見出し画像

「学校で学ぶこと」と「会社でしていること」 、何かズレていませんか ―「子ども新聞」はあなどれません


みなさんは、新聞をとっていますか。
うちは、日経新聞を購読していましたが、家計がきびしくなったので、あきらめました。
そのかわりに、「子ども新聞」を配達してもらっています。

先日、その子ども新聞を読んでいたら、立ち止まってしまう記事が載っていました。

中国の韓(かん)という国の君主が、酒に酔って眠り込んでしまいました。ある臣下が、冷えないようにと、君主へ衣をかけました。ところが、この臣下は冠係でした。目を覚ました君主は、衣をかけてもらったことを喜びました。でも、それを冠係がしたのだと知ると、衣係と冠係の両方を処罰しました。衣係は「自分の仕事を怠けた」から、冠係は「他人の仕事に手を出した」から、という理由でした。
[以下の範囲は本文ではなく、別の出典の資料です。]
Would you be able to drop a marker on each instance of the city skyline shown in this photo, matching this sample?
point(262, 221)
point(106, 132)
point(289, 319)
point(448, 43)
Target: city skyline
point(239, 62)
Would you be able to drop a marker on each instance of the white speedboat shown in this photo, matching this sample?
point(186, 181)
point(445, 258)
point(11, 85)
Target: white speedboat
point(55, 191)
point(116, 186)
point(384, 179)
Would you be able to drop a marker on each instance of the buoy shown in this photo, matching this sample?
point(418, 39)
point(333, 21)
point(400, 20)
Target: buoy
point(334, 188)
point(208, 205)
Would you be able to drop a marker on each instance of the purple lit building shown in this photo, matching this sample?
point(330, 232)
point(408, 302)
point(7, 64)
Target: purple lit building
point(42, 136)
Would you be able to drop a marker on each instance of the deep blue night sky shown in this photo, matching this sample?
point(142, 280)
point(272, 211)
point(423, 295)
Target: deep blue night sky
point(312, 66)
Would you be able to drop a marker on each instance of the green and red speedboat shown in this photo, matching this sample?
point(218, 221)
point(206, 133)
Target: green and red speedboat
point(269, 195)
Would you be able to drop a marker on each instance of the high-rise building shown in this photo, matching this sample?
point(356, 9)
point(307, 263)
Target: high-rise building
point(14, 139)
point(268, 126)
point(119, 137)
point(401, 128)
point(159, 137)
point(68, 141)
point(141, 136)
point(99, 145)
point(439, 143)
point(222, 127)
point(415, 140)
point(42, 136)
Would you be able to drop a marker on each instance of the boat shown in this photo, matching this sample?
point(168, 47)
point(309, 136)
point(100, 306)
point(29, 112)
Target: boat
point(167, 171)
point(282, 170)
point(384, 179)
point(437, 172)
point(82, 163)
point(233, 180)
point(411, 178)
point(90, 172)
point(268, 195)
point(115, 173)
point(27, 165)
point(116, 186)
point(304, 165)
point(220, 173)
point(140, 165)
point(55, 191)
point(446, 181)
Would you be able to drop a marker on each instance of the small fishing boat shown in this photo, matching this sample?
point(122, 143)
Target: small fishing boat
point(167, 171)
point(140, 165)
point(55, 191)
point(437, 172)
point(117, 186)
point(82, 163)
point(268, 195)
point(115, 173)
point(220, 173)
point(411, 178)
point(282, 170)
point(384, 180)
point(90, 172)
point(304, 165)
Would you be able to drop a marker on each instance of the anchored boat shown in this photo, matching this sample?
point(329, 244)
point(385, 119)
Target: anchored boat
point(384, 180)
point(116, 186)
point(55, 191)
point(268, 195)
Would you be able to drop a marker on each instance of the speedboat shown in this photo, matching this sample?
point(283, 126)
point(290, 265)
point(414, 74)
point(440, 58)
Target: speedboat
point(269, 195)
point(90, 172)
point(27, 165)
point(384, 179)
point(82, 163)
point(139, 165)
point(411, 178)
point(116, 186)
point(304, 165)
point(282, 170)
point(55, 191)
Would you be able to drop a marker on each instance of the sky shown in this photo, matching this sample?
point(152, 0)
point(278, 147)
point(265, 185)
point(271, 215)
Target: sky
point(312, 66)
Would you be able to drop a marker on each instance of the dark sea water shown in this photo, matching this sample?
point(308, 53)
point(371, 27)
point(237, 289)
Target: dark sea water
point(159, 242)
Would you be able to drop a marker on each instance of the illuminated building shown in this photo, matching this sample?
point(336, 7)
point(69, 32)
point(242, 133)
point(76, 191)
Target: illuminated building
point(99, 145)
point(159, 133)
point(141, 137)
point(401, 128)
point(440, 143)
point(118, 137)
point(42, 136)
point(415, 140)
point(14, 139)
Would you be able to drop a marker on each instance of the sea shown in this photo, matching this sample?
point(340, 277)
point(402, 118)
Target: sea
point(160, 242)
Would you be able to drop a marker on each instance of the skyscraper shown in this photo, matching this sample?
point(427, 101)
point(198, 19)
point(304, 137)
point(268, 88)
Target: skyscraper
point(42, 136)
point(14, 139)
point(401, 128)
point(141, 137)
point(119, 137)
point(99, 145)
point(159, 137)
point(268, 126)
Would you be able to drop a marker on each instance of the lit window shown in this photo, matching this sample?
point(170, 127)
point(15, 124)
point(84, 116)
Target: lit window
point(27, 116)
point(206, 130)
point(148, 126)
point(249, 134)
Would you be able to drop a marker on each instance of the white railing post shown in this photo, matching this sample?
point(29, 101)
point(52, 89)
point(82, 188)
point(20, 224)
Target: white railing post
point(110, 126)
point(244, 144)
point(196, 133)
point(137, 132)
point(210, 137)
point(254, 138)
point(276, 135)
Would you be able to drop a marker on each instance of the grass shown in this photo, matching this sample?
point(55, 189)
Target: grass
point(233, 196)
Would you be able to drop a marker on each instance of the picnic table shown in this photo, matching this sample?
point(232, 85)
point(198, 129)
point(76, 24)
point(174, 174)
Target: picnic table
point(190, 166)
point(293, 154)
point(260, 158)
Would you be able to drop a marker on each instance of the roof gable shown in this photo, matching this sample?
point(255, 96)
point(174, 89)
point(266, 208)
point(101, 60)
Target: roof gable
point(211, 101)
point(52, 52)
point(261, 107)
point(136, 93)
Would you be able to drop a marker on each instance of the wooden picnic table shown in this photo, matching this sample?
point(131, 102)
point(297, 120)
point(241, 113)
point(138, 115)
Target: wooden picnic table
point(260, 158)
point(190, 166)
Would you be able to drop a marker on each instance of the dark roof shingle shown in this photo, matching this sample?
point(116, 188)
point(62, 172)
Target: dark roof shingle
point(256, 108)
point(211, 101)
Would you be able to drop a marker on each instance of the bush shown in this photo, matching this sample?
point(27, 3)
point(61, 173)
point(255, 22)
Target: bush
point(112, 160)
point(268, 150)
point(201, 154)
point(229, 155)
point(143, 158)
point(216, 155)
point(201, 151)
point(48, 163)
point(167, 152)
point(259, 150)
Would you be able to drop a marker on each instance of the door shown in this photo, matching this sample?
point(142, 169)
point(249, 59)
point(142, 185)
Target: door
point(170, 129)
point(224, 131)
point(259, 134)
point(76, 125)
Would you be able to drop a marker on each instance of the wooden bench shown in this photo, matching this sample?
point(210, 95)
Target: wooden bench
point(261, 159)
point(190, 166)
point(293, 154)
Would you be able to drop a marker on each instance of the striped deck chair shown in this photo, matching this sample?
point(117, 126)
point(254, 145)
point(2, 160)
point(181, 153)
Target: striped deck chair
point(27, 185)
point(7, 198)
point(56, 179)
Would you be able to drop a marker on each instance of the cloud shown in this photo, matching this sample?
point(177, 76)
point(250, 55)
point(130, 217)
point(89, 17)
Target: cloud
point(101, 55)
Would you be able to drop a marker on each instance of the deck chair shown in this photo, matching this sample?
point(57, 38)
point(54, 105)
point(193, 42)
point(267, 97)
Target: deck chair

参考・引用:毎日小学生新聞「学びや 漢文」2026年8月14日付


韓非子と孔子

これは、中国の韓非子(かんぴし)の逸話です。
韓非子は、国家を治めるには、善意や思いやりだけに頼るのではなく、役割や権限、そしてルールを明確にすることが、大切だと考えました。
これは、会社という組織を考えるときに、特に、当てはまることが多いと思います。

一方、同じく中国の思想家で有名な孔子(こうし)は、互いを思いやる心「仁」が、大切だと考えました。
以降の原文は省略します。